I noticed the first flowers on my broad beans over the past few days. Which means it’s time to get ready for the harvest.
I can’t remember how long it was last year between first flowering and the first beans, but I say get ready for two reasons:
1. Cooking Preparation
Broad beans require a bit of preparation that can be off-putting if you’re busy, working a lot, or cooking at the last minute. My preference after last year’s harvest is to pod them as soon as I pick them, then leave those in the fridge until I’m ready to cook. And because I find the skins on the podded beans are usually always bitter, even when small, I always blanch then skin the beans before cooking.
2. Beware Glut Crops
Broad beans come on fast and furious. Last year we didn’t have the best crop and I still had to be pretty organised to avoid wasting them. One moment you’re picking your first bowl-full thinking how charming and posting bucolic pics on your blog. Next moment you’re pulling out 18 baskets a day of bean pods the length of your forearm.
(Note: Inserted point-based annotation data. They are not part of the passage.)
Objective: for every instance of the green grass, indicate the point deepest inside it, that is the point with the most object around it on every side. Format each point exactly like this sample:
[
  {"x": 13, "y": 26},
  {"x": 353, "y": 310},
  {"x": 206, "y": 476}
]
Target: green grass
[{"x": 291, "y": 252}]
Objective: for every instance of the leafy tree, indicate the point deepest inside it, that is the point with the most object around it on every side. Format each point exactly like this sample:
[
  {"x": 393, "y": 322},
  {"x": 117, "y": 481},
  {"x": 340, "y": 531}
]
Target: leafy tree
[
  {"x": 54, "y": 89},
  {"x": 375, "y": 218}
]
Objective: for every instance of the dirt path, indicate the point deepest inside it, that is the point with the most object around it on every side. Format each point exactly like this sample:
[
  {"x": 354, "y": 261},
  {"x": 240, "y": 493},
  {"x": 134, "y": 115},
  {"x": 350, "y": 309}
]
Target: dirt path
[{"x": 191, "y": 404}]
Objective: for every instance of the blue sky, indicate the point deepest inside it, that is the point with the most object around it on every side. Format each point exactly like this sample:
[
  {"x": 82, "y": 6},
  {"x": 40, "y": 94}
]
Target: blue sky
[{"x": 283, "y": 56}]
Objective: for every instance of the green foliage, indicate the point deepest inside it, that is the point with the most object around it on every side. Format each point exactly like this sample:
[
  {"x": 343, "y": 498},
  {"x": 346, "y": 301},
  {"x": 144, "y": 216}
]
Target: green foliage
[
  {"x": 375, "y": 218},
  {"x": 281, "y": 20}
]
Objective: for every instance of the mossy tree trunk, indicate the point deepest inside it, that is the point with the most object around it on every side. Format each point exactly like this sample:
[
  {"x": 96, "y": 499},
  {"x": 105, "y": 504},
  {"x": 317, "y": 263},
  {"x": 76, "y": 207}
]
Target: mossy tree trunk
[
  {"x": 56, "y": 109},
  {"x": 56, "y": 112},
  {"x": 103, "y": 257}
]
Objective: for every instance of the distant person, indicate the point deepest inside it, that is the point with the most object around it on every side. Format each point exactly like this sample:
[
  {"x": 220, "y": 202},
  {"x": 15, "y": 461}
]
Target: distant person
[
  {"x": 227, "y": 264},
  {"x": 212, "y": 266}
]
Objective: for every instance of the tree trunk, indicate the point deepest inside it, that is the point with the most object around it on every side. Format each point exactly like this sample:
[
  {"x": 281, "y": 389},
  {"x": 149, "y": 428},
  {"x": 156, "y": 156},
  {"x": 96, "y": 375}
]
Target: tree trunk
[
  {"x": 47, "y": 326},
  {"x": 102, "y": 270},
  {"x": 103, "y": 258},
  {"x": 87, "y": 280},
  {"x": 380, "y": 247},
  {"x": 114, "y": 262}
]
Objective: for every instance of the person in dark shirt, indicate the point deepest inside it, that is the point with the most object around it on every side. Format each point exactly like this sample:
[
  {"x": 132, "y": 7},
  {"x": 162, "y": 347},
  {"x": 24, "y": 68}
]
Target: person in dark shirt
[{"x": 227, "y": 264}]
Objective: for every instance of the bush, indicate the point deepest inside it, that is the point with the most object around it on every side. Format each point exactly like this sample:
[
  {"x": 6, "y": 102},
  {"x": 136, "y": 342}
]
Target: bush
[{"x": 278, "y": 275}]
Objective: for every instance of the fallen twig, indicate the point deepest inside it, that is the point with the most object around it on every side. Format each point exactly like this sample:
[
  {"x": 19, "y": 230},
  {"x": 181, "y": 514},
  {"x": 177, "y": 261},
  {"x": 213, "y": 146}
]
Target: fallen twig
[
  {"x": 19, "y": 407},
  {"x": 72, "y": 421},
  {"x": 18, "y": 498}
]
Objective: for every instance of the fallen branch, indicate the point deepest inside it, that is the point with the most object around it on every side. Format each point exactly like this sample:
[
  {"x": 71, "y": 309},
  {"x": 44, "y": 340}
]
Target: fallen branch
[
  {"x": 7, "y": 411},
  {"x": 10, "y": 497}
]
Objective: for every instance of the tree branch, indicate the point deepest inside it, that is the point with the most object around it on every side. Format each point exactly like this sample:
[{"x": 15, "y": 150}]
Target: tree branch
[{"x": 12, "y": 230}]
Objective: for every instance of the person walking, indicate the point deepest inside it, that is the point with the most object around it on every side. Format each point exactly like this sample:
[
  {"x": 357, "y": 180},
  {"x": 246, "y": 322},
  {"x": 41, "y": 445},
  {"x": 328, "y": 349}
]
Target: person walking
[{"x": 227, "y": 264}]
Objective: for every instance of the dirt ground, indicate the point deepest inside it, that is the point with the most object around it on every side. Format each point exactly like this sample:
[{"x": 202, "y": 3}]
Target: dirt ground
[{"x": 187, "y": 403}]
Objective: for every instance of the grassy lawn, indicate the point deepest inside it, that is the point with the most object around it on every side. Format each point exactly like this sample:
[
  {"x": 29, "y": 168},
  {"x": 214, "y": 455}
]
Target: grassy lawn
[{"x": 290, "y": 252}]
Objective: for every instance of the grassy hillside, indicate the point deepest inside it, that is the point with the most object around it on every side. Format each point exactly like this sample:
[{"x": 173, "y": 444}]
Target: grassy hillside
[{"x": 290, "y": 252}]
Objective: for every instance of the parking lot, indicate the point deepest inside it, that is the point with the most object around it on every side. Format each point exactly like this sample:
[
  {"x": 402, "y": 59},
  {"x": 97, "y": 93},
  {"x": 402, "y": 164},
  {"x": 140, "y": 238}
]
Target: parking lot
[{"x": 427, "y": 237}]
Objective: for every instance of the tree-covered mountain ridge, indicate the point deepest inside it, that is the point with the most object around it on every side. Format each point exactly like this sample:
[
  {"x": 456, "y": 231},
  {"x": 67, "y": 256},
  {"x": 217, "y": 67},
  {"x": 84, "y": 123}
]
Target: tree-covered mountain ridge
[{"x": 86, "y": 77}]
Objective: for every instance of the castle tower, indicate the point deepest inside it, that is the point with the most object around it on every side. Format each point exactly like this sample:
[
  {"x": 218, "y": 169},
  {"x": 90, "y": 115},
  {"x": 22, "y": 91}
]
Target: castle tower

They can be a little like zucchinis. So it’s good to be a bit organised and know which days you can pick the so they don’t all end up enormous. I’ve also read that like other beans, frequent harvesting encourages a bigger crop. Use that information how you will.
Here are the recipes I tried out last year and loved.
I’ve been researching in preparation for this year and plan on trying at least some of the following:
- Broad bean kukku (Iranian omelette)
- Broad bean pilaf
- Broad bean fritters (like falafel)
- Broad bean and beetroot salad
- Spring Paella with broad beans
- Broad bean frittata
- Minestrone with broad beans
I’ll post the recipes if they are delicious. What are your favourite things to do with broad beans?